The doctor will determine if there is an earwax blockage by just looking inside the patient’s ear with a special instrument called otoscope. Foreign bodies inside the ear canal and a swollen canal can impair the visualization of the tympanic membrane. These should be ruled out first before attempting to treat the condition.
Here are the possible treatment options for ear wax blockage:
Ear Wax Removal
The patient can visit a doctor to have the ear wax removed. The doctor will use a small and curved instrument dubbed as a curette.
Another way to remove earwax blockage or buildup is through ear irrigation. This will be done by a medical practitioner and you should never attempt to do this on your own. Irrigating your ear may damage the eardrum, which is dangerous as it could lead to hearing loss or infection.
Softening the earwax
There are many over-the-counter drops that are formulated to soften the ear wax, making it easier to fall out from the ears. You can also use hydrogen peroxide, carbamide peroxide, baby oil, mineral oil, and glycerin.

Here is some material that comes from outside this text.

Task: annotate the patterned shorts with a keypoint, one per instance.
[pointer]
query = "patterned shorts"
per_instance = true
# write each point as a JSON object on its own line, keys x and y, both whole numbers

Once you had an impacted cerumen, it doesn’t mean that you won’t have it again. If your body produces too much cerumen or wax, you may have to experience the condition many times in your life. Ear wax blockage is just a temporary issue and the symptoms tend to disappear if it’s treated properly.
If the patient with a blocked ear wax, the complications that could happen include ear discharge, fever, and severe ear pain. If these happen, urgent treatment is needed.
Earwax is a protective substance produced in the ear canal to protect from foreign bodies and infection. Here are the ways to prevent ear wax blockage:
- If you’re always experiencing a hard earwax all the time, you can keep the ear wax soft by putting drops of hydrogen peroxide mixed with water and mineral oil into the ear.
- Never use cotton swabs, other small items, bobby pins and toys in the ear. These items can lead to the excessive production of ear wax, eardrum damage or puncture and hear bones dislocation.
- Do not let water, shampoo or soap to enter the ear when you take a shower.
- Avoid over cleaning your ears because this can lead to the irritation of the ear canal, the buildup of earwax and ear infection.
- Never use ear candles because they can lead to eardrum and ear canal damage. There is still unclear regulations and evidence on the efficacy of ear candles in the removal of excess ear wax.